The family-owned company reached out to the Rodale Institute, a leader in organic farming, to develop the most advanced and comprehensive standard for regenerative farming. Patagonia, the clothier known for its corporate consciousness, and other organizations also got on board. In its simplest terms, regenerative farming recognizes that soil is more than just dirt. Microorganisms, fungi, worms, and other organisms create a holistic living system that retains water and increases crop yield while sequestering carbon in the soil. The new standard, Regenerative Organic Certified, was launched in 2018.
Dr. Bronner’s promotes intercropping, the cultivation of two or more crops simultaneously. Crops are also rotated through annual cycles, including noncash cover crops that are grown to put nutrients into the soil. In many cases, Dr. Bronner’s is the majority owner of a farm or the largest customer, which helps it enforce its standards.
In places like Ghana, the soap-making company (and now chocolate-making!) supports dynamic agroforestry. Crops such as cocoa and oil palm are densely cultivated along with bananas and papayas. “You’ve got different canopy heights of complementary tree species. It’s like a wild ecosystem. You have tall trees, mid-level trees, bushes, and ground cover,” says Bronner. “That maximizes photosynthetic capture and biomass yield and minimizes weed and pest pressure.”
Coconut, palm oil, mint, and other raw materials come from countries as diverse as Ivory Coast, Madagascar, and India. As conditions in each country and each crop differ, the new certification sets no exact farming rules. “What we are mandating is that your soil health needs to be increasing year to year,” Bronner says. “That five years later a farm can show measurable improvement in its soil quality.”
To develop animal husbandry standards, Dr.
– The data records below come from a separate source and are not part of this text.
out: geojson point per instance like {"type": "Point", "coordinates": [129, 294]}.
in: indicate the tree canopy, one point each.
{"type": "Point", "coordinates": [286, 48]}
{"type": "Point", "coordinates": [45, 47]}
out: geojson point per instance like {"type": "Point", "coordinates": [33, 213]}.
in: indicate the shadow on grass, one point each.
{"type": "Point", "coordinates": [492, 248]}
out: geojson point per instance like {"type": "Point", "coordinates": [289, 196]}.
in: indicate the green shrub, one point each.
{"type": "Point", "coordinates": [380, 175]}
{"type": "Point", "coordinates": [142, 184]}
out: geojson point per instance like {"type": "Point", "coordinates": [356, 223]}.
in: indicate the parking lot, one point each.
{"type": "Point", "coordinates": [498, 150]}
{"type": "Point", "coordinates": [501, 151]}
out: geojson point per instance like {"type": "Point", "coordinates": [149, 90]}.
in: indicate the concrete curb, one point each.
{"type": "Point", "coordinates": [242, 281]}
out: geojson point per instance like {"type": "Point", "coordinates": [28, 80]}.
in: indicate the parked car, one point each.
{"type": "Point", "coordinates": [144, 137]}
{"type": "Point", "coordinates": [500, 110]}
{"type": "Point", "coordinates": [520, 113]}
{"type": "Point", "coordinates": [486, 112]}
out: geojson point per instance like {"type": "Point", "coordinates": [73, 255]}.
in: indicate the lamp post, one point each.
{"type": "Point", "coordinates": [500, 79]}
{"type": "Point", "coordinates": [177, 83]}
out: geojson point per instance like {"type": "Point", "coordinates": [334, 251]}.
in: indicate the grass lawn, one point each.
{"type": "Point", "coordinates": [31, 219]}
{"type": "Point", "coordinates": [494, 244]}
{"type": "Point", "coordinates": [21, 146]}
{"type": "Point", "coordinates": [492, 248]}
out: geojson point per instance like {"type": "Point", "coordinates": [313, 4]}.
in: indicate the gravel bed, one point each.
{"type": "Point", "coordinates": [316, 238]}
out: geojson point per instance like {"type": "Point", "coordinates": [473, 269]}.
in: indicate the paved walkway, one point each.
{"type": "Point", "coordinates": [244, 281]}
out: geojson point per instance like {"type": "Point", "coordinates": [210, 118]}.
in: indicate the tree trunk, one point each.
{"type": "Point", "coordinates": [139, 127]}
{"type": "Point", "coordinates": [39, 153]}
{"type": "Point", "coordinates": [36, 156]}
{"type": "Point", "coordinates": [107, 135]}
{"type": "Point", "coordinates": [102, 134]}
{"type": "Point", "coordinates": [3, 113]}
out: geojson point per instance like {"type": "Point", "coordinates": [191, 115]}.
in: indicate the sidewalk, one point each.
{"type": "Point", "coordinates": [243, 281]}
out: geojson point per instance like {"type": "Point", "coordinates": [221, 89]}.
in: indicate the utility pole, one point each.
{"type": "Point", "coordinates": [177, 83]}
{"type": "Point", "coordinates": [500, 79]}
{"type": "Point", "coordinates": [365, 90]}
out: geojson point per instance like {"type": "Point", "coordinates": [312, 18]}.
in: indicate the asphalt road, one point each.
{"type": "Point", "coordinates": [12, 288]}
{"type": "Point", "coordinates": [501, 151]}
Bronner’s worked with Compassionate World Farming, an organization that advocates for more humane treatment of farm animals. Bronner says, “We want no confined factory farms, no confined systems. It all has to be pasture-based, where the animal lives a good life and fulfills instinctual behaviors.”
He also realized organic certification gave little visibility into conditions for farmers, workers, and their communities. Nothing in the certification covered wages or working conditions. Developed with the Fair World Project, regenerative certification bans child or forced labor. It mandates living wages and bans sexual harassment. Farmers must receive a fair price for their crops, and food processing must be done in a facility that pays good wages.
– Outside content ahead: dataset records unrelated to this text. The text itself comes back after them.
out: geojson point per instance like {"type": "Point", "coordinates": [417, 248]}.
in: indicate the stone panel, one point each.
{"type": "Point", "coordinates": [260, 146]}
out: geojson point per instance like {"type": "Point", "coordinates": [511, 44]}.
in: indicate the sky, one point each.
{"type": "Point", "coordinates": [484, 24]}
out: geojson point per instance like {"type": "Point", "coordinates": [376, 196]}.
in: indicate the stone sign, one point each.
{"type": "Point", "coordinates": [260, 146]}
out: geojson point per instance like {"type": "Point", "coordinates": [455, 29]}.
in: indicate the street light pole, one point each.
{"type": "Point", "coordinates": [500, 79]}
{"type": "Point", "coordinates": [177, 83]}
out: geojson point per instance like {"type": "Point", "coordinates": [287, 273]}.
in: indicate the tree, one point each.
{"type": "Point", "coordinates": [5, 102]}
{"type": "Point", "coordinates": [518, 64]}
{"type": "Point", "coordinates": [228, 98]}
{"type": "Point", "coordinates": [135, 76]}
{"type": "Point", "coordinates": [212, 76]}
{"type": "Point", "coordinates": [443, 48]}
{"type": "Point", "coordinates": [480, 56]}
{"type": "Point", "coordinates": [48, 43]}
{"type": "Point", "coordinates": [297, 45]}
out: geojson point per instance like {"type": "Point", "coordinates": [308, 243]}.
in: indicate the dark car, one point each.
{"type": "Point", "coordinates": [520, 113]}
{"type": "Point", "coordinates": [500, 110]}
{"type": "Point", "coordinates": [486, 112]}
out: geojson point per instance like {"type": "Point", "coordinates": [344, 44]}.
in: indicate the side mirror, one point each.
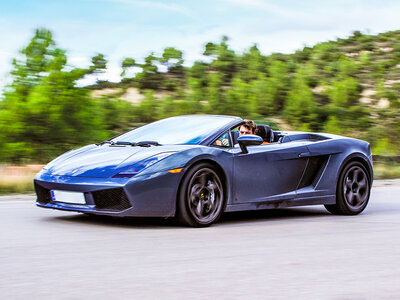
{"type": "Point", "coordinates": [249, 140]}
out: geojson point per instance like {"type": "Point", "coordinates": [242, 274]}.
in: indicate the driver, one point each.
{"type": "Point", "coordinates": [249, 127]}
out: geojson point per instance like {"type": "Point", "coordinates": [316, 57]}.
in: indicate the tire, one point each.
{"type": "Point", "coordinates": [353, 190]}
{"type": "Point", "coordinates": [201, 198]}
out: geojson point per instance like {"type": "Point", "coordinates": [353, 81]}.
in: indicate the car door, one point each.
{"type": "Point", "coordinates": [268, 172]}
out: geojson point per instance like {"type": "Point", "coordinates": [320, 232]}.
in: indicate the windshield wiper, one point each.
{"type": "Point", "coordinates": [139, 144]}
{"type": "Point", "coordinates": [147, 144]}
{"type": "Point", "coordinates": [105, 142]}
Bronner encourages other businesses to follow their lead and adopt responsible practices. “Companies that make a like-minded choice, you’ll increase your costs somewhat, but you’re doing a responsible ecological thing,” he says. “Doing the right thing can be very lucrative. We’re an economically thriving and growing business. There are increasing numbers of consumers that want to be assured that the people involved in making their products and growing their food were not shafted and weren’t exploited.”